En réalité, les membres du personnel du CSA attachés à la mission de jumelage vont devenir les collègues de leurs homologues tunisiens. Au total, ce seront 300 jours d’expertises et d’échanges à Tunis qui sont prévus dans ce projet, outre le temps de préparation et de suivi à Bruxelles ainsi que l’action essentielle d’un Conseiller résident sur place à temps plein. À cela viendront s’ajouter des visites d’études du personnel de la HAICA à Bruxelles. Il faut noter que nous en sommes encore au début de l’expérience. Jusqu’à présent, les membres du CSA ont été amenés à prendre place au sein de l’équipe de la HAICA, mais aussi à s’imprégner des réalités de travail, parfois déjà par des participations directes à des activités concrètes, en communication par exemple, et nous avons entamé une phase de diagnostic partagé. L’équipe du CSA belge est revenue avec une première impression positive et le sentiment qu’il y a, autour de ce jumelage, une réelle volonté de coopération. Enfin, il faut souligner qu’il s’agit pour le CSA de répondre à une demande de renforcer les capacités de l’Instance, d’appuyer son déploiement par toute une série d’outils à partager. Les choix stratégiques tout comme l’exercice de ses missions ou de ses décisions restent bien entendu de l’unique compétence de la HAICA.
On suppose que le CSA a dû se réorganiser vu l’ampleur du travail que représente ce jumelage ?

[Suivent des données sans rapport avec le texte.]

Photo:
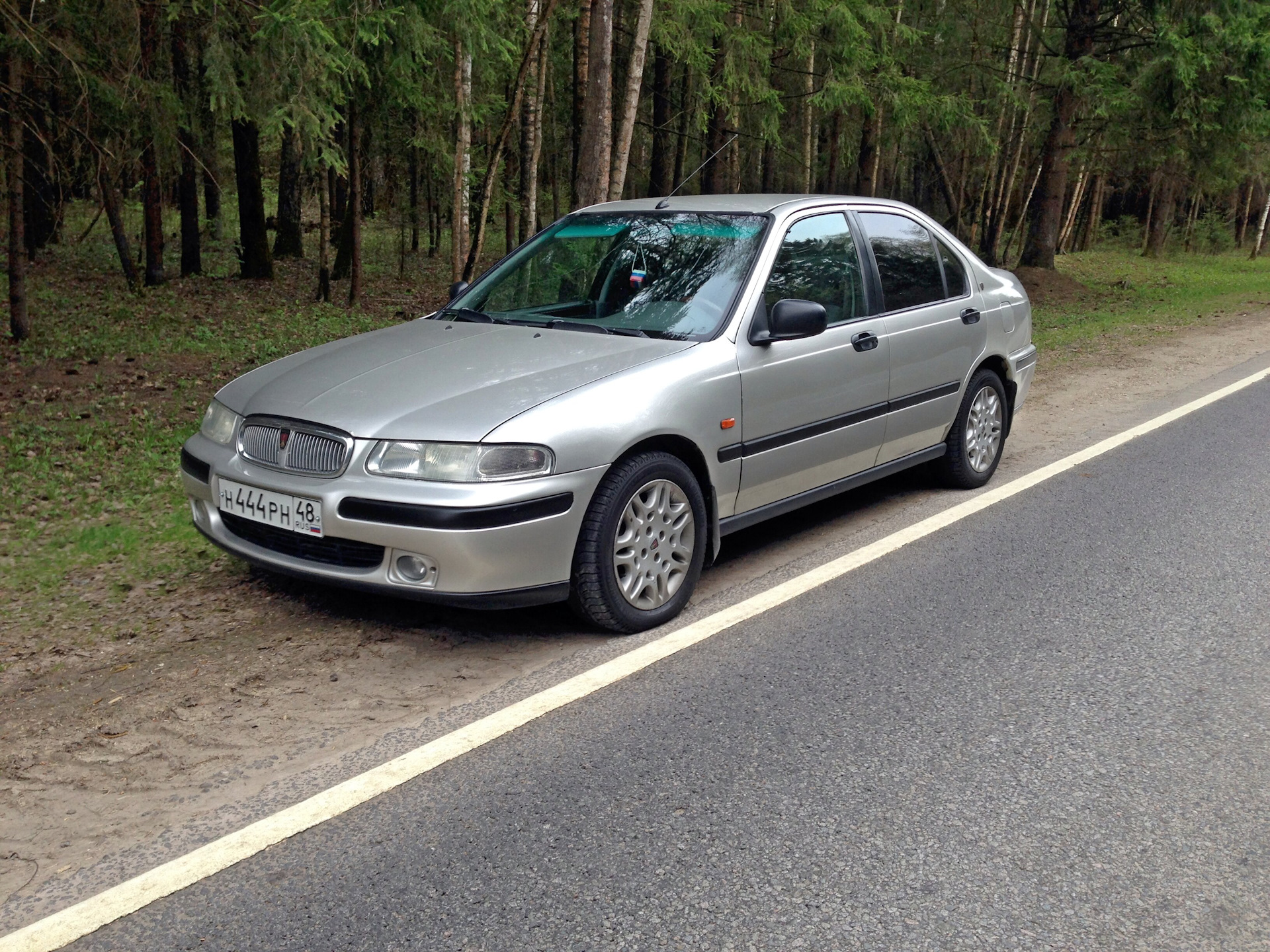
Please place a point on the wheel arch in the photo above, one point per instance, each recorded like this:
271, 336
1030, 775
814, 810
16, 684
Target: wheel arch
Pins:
695, 460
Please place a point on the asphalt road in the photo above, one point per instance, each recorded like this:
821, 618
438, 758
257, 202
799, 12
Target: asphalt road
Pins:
1042, 728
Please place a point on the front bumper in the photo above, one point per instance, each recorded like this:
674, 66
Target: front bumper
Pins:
523, 563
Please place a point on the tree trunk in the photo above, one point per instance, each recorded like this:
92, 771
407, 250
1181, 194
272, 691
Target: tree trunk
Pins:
810, 88
529, 121
713, 173
1261, 227
323, 234
1164, 214
945, 183
19, 317
1074, 210
1082, 24
530, 207
1090, 233
630, 102
253, 241
151, 188
210, 158
596, 146
1242, 211
413, 172
113, 205
662, 168
867, 161
831, 173
288, 240
462, 159
769, 180
495, 154
681, 143
581, 74
355, 205
187, 186
41, 192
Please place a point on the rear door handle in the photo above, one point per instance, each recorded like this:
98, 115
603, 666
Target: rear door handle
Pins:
864, 340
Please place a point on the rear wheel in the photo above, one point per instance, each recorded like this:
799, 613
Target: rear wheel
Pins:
642, 545
978, 434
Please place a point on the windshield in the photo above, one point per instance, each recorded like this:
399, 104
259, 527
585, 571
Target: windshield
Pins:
665, 276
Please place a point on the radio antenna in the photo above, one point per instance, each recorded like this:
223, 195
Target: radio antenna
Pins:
666, 201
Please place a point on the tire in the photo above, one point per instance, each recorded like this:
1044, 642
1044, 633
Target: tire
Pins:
978, 434
624, 587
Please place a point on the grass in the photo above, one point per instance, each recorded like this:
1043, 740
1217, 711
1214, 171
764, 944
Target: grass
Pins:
1130, 296
95, 405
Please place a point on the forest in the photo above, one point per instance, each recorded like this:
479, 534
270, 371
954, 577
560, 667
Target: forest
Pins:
1032, 128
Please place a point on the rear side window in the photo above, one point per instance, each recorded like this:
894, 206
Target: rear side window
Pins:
954, 273
818, 262
906, 260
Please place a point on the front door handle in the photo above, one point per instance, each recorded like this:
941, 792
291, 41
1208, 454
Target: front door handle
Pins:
864, 340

C’est effectivement un investissement conséquent, mais qui est compensé par le financement de l’Union européenne. Ce jumelage représente aussi un défi sur le plan organisationnel. 300 jours d’expertises, ce n’est pas rien, tant pour le projet que globalement pour le CSA. Et il faut souligner que pour les équipes de la HAICA, c’est également un défi considérable, car ce programme d’activités leur demande de la disponibilité et de l’engagement, parallèlement à leurs taches habituelles. Mais c’est aussi une opportunité de partage d’expériences, ce qui est une source d’inspiration pour toutes et tous. Si le CSA peut contribuer à renforcer la liberté d’information et à stabiliser un paysage des médias indépendants et démocratiques dans le processus de transition que connaît la Tunisie, ce sera une aventure dont nous pourrons être fiers.